Urinary multi-omics reveal non-invasive diagnostic biomarkers in clear cell renal cell carcinoma

Clear cell renal cell carcinoma (ccRCC) is the kidney malignancy with the highest incidence and mortality rates. Despite the high patient burden, there are no biomarkers for rapid diagnosis and public health surveillance. Urine would be an ideal source of ccRCC biomarkers due to the low invasiveness, easy accessibility, and the kidney's intrinsic role in filtering urine. In the present work, by combining proteomics, lipidomics and metabolomics, we detected urogenital metabolic dysregulation in ccRCC patients with increased lipid metabolism, altered mitochondrial respiration signatures and increased urinary lipid content.
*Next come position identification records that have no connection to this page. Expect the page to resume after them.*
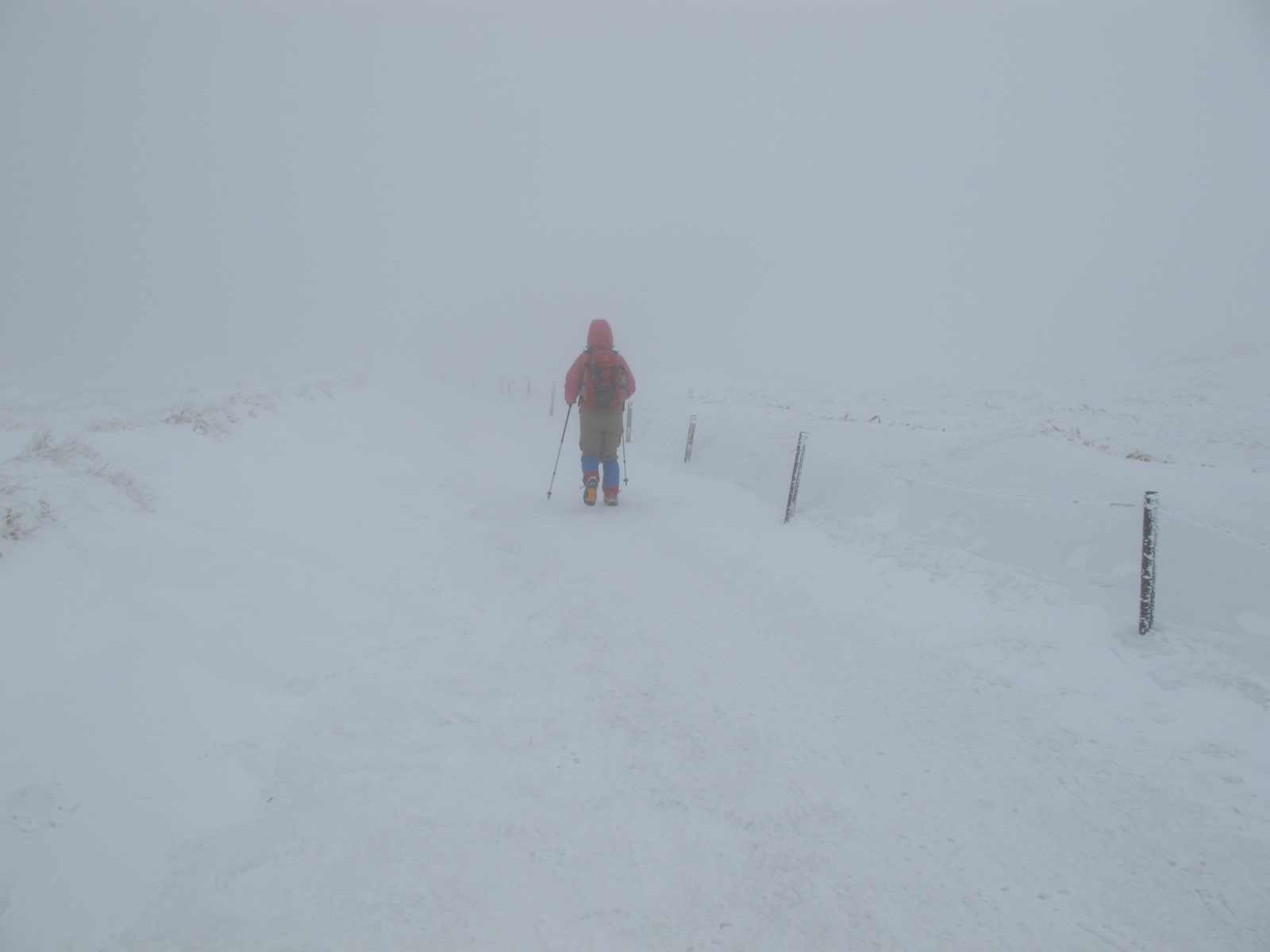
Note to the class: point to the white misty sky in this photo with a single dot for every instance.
(892, 188)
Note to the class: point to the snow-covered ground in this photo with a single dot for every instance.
(318, 666)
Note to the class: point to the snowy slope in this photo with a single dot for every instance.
(321, 668)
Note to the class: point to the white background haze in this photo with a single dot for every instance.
(897, 188)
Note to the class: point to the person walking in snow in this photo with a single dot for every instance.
(601, 381)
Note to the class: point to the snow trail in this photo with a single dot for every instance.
(479, 719)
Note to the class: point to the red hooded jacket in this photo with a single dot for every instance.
(600, 336)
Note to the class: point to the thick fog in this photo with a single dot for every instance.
(886, 190)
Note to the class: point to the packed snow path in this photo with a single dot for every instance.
(359, 685)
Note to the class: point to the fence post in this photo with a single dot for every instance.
(1147, 600)
(797, 478)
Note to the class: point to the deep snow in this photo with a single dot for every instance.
(319, 666)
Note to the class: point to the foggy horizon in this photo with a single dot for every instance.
(888, 190)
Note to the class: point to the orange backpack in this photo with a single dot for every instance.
(603, 380)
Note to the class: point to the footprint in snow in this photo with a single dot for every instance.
(41, 806)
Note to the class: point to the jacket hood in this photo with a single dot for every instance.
(600, 336)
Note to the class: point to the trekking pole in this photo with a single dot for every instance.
(559, 451)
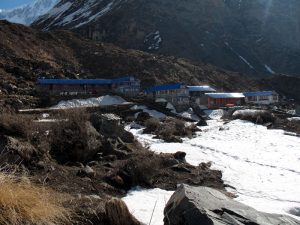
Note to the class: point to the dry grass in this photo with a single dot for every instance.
(22, 203)
(16, 125)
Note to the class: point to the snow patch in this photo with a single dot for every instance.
(247, 112)
(100, 101)
(269, 69)
(27, 13)
(153, 41)
(142, 203)
(264, 165)
(105, 10)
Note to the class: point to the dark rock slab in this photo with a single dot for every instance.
(206, 206)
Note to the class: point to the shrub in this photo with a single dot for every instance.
(151, 125)
(140, 170)
(22, 202)
(16, 125)
(74, 140)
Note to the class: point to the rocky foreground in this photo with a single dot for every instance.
(206, 206)
(89, 163)
(93, 163)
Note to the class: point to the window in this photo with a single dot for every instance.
(263, 98)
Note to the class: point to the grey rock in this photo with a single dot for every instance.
(180, 156)
(207, 206)
(86, 171)
(170, 162)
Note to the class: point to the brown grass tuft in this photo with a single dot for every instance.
(22, 202)
(16, 125)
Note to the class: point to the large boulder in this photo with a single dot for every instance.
(206, 206)
(117, 213)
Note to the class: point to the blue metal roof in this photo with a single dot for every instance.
(225, 95)
(74, 81)
(201, 89)
(258, 93)
(164, 87)
(84, 81)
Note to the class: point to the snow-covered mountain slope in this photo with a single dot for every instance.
(28, 13)
(252, 36)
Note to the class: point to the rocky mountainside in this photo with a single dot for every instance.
(27, 53)
(251, 36)
(28, 13)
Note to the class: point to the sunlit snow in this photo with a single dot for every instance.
(263, 165)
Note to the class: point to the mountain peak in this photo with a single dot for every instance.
(26, 14)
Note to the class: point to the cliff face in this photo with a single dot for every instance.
(27, 53)
(252, 36)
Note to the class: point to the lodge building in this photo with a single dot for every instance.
(125, 85)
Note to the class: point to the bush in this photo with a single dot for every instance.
(21, 203)
(16, 125)
(74, 140)
(140, 170)
(151, 125)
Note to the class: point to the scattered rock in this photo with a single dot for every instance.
(86, 171)
(92, 163)
(181, 168)
(180, 156)
(116, 181)
(110, 158)
(170, 162)
(202, 205)
(142, 117)
(117, 213)
(201, 122)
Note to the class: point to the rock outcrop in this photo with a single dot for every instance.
(207, 206)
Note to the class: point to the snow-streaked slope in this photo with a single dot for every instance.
(28, 13)
(263, 165)
(74, 14)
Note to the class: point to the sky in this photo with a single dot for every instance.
(10, 4)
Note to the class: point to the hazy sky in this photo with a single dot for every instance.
(9, 4)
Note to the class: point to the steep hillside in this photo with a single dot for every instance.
(252, 36)
(27, 54)
(28, 13)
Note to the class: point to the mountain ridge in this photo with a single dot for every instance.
(28, 13)
(253, 37)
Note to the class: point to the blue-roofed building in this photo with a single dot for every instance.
(197, 95)
(127, 85)
(261, 97)
(175, 94)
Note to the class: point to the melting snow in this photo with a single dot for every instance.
(269, 69)
(142, 203)
(151, 112)
(105, 10)
(153, 40)
(100, 101)
(263, 165)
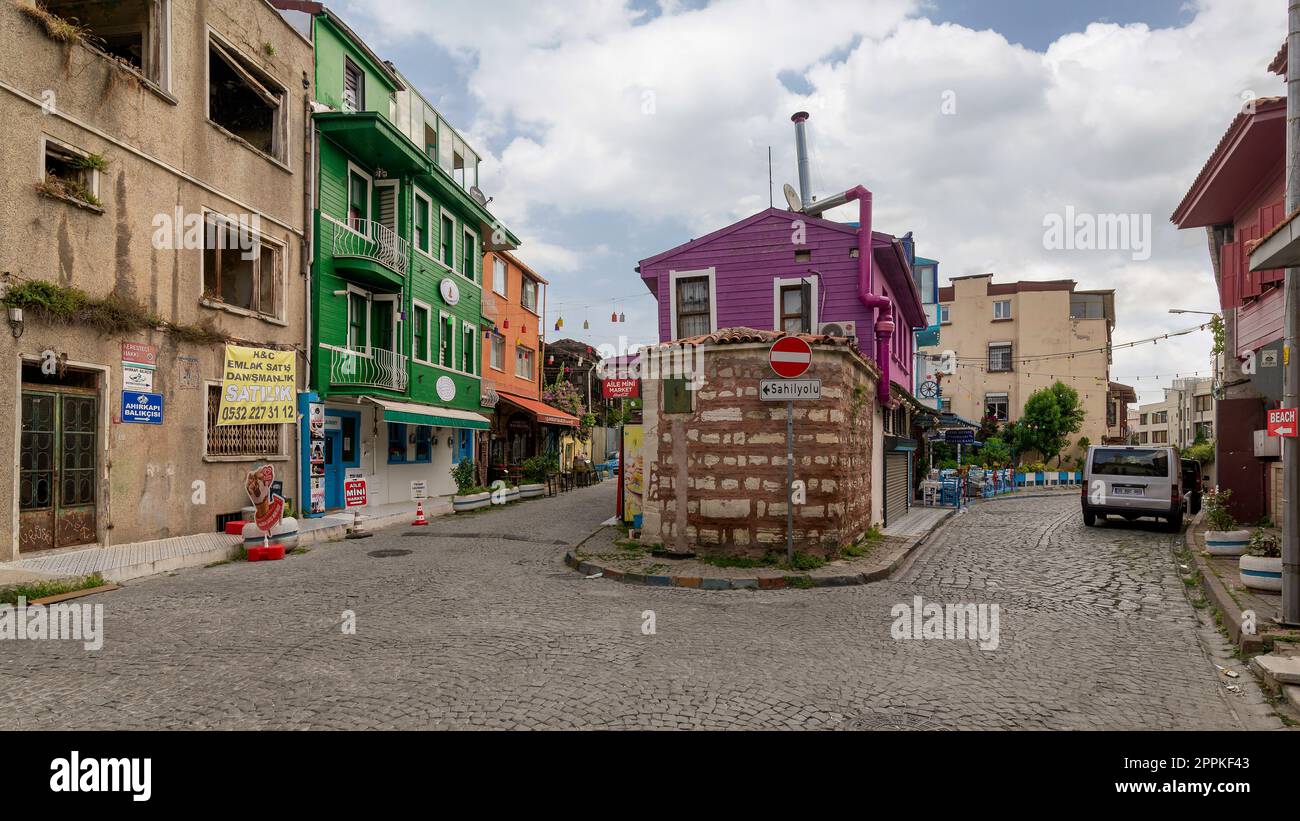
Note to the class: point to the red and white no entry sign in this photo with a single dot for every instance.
(789, 356)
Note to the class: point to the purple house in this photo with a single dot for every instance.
(794, 272)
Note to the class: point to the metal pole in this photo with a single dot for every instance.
(789, 481)
(1290, 357)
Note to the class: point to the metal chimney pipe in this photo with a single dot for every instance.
(801, 148)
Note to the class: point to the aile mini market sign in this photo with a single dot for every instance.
(258, 387)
Importantly, we identify three early-stage diagnostic biomarkers for ccRCC in urine samples: Serum amyloid A1 (SAA1), Haptoglobin (HP) and Lipocalin 15 (LCN15). We further implemented a parallel reaction monitoring mass spectrometry protocol for rapid and sensitive detection of SAA1, HP and LCN15 and combined all three proteins into a diagnostic UrineScore. In our discovery cohort, this score had a performance accuracy of 96% in receiver operating characteristic curve (ROC) analysis for classification of ccRCC versus control cases. Our data identifies tractable and highly efficacious urinary biomarkers for ccRCC diagnosis and serve as a first step towards the development of more rapid and accessible urinary diagnostic platforms.